Circuito inmunomodulatorio clave en enfermedades vasculares de la retina

La degeneración macular asociada a la edad (AMD por sus siglas en inglés) es una de las principales causas de ceguera en la población adulta y hasta ahora, al menos en su variante más frecuente, no cuenta con un tratamiento efectivo.
Aunque por el momento no se conoce demasiado sobre las causas de esta patología, se sabe que se origina en fallas en un tejido ocular vascular conocido como coroides (situado entre la capa exterior blanca del ojo –denominada esclerótica- y la retina), que cumple la función de preservar a los fotoreceptores -células en las que tiene comienzo la visión gracias a su capacidad de transformar la luz en impulsos nerviosos- al complementar su funcionamiento y eliminar residuos potencialmente dañinos.
Más allá de su importancia, el coroides, en comparación con otros tejidos oculares como la retina, no ha sido demasiado estudiado. Esto responde seguramente a que es más complejo de manipular y se encuentra muy pigmentado, lo que dificulta la microscopía.
Una reciente colaboración interdisciplinaria entre investigadores argentinos, algunos del CONICET y otros que residen en los Estados Unidos, junto con colegas españoles y estadounidenses, permitió conocer la expresión génica de miles de células del coroides en ratones adultos, mediante una técnica conocida como ‘single cell RNAseq. Esto posibilitó, posteriormente, la identificación de un circuito inmunomodulatorio clave en enfermedades vasculares de la retina, cuyo descubrimiento abre las puertas a nuevos estudios sobre la AMD y a la expectativa, incluso, de poder desarrollar una terapia para su tratamiento.

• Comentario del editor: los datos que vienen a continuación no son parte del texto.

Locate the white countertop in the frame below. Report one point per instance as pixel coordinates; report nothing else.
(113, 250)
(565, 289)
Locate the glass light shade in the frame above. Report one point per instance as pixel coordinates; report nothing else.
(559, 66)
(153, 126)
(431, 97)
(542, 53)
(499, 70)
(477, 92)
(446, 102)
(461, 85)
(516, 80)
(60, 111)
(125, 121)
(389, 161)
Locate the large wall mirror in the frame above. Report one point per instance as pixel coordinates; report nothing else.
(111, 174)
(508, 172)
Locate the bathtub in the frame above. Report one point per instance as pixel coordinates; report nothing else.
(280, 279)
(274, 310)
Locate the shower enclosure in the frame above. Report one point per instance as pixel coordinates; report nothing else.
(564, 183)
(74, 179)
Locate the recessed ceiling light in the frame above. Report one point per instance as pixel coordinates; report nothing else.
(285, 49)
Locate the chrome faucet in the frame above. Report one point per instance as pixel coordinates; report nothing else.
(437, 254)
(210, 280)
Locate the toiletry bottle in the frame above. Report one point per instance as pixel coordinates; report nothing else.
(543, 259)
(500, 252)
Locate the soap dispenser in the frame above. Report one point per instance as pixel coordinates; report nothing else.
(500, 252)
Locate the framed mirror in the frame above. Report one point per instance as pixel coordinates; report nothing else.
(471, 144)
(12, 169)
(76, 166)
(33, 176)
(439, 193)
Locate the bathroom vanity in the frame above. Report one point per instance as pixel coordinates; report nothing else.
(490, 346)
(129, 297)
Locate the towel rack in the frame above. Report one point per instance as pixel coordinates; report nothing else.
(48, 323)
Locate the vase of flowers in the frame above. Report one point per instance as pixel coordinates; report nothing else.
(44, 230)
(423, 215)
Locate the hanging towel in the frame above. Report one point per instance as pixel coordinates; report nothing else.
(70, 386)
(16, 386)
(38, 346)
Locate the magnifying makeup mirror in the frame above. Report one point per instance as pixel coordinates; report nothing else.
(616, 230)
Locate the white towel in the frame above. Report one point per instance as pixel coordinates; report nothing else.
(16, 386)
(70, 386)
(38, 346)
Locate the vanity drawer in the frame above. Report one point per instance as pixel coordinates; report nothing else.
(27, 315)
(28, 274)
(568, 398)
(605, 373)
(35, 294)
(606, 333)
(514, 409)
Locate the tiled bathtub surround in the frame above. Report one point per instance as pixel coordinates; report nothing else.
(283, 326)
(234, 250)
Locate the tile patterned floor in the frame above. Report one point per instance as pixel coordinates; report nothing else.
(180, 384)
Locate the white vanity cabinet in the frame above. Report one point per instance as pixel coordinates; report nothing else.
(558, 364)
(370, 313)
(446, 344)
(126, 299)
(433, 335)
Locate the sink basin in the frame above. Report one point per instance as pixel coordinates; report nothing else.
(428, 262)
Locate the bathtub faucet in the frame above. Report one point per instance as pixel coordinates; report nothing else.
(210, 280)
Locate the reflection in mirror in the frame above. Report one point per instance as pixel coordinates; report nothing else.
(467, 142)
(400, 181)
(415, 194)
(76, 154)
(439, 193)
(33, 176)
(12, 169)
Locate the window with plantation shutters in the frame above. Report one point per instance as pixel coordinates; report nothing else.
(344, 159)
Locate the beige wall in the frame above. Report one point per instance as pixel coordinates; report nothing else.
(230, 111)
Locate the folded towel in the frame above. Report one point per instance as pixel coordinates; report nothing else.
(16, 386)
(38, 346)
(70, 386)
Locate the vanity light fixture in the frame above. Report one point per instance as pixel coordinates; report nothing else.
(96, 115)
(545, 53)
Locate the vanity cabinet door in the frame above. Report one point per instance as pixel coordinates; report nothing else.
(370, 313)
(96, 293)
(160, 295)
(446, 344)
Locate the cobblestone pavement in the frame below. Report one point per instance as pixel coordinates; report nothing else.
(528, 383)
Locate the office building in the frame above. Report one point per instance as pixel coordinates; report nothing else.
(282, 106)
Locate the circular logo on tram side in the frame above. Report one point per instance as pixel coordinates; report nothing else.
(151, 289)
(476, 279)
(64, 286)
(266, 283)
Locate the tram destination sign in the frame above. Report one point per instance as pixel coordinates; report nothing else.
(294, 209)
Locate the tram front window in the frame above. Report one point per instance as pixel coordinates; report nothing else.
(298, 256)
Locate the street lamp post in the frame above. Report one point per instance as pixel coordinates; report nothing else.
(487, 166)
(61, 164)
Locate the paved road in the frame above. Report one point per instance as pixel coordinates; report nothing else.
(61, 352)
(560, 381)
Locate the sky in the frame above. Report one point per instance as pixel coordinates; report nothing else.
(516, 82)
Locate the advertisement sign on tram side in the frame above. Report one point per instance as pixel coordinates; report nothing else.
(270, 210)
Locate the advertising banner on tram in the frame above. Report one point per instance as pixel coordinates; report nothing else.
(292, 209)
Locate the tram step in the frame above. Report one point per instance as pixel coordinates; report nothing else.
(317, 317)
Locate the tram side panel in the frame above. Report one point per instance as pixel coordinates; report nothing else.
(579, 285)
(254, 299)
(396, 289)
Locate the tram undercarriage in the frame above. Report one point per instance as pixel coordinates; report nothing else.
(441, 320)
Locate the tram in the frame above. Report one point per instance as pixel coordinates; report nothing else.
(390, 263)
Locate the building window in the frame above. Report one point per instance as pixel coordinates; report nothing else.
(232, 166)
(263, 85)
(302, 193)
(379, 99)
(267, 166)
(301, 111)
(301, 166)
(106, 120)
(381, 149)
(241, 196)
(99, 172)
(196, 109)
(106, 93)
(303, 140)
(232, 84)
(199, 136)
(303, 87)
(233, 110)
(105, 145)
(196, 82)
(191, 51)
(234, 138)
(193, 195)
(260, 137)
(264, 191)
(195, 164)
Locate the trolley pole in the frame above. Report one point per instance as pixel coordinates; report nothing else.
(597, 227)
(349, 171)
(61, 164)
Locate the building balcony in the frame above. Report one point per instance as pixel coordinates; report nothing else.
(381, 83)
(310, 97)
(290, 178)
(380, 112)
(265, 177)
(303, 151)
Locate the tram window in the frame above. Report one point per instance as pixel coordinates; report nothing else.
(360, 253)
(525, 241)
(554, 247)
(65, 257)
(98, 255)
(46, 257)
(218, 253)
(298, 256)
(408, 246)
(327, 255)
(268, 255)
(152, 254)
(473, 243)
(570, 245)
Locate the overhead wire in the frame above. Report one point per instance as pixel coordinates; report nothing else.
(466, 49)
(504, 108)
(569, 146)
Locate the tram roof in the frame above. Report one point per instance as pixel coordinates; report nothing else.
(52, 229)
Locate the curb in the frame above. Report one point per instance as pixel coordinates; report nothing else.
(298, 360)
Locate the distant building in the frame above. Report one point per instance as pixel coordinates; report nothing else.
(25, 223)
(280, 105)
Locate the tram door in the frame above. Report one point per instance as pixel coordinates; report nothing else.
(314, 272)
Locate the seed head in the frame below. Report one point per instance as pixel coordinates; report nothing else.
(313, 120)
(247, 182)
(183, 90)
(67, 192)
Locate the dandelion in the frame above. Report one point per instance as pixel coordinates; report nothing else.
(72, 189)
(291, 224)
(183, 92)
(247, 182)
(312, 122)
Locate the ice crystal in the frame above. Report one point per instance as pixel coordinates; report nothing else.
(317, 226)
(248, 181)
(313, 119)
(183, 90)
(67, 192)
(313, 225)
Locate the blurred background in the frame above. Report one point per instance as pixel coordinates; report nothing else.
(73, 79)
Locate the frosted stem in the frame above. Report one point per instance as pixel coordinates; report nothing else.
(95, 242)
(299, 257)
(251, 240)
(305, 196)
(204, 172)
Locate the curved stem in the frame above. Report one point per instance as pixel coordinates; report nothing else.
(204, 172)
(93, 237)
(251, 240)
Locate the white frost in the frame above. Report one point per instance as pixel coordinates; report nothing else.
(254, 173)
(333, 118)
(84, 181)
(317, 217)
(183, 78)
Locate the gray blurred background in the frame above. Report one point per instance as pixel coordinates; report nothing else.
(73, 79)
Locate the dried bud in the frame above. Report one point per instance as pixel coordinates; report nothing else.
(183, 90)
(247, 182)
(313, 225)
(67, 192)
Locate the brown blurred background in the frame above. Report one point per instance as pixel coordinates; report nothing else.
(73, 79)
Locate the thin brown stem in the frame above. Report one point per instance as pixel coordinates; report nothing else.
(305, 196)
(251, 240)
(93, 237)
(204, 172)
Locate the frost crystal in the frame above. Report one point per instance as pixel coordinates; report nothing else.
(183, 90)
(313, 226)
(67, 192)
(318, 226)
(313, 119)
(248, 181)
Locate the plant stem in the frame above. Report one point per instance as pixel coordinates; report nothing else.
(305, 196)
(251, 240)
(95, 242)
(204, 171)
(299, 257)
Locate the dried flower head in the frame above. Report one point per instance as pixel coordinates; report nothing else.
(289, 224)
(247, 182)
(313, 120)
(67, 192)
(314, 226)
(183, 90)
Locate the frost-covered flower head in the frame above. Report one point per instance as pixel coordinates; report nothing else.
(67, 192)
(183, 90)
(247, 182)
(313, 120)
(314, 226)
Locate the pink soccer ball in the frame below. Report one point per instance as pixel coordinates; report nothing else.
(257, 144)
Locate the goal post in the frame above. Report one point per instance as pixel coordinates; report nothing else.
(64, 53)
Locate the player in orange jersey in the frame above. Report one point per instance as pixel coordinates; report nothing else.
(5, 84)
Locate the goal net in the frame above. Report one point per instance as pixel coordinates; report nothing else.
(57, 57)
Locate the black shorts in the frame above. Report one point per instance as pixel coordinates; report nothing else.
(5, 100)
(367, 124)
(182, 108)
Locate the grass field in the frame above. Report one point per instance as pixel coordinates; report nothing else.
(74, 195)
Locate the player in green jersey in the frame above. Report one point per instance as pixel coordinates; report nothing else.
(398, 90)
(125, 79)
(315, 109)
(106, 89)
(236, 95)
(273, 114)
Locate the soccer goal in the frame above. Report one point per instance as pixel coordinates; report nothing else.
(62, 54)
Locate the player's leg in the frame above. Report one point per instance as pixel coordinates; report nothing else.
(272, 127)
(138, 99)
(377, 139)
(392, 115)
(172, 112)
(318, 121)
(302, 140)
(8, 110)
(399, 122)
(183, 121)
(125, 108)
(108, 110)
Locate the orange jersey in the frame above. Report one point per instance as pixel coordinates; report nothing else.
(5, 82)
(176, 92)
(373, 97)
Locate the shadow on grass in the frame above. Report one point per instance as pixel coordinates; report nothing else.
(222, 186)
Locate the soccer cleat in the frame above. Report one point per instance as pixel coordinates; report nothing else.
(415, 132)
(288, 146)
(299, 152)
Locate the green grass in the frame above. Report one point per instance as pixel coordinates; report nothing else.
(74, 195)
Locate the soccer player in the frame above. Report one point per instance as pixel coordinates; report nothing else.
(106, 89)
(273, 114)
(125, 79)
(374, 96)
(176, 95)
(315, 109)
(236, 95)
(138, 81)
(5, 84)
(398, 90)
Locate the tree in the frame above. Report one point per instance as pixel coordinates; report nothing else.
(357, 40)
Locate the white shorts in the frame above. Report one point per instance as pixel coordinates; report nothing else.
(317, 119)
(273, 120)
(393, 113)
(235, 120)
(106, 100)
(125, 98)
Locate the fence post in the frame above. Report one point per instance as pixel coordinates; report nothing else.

Los resultados fueron publicados en marzo de este año en la prestigiosa revista Journal of Experimental Medicine (JEM).
“Una vez que obtuvimos la expresión génica de todas las células del coroides, decidimos concentrarnos en las endoteliales, dado que sabíamos que la AMD se origina en las zonas donde este tipo de células, que recubren y forman parte de la pared de los vasos sanguíneos, empiezan a morir en áreas donde se acumula un material extracelular tóxico llamado drusen”, explica el argentino Guillermo Lehmann, primer autor del trabajo.
Cuando se realizó esta investigación, Lehmann era investigador en la Escuela de Graduados de Ciencias Médicas Weill Cornell en Nueva York (Estados Unidos), bajo la dirección del también argentino Enrique Rodríguez-Boulan, uno de los coordinadores del trabajo. Hoy, trabaja en la compañía Regeneron Pharmaceuticals, Inc. y se aboca de modo más directo a la búsqueda de un tratamiento terapéutico para la AMD, con la propuesta de aplicar los conocimientos generados en investigaciones como la publicada en JEM. “Hacer ciencia básica es el paso fundamental para poder encarar estudios fisiopatologicos de la enfermedad y posteriormente diseñar estrategias terapéuticas”, afirma.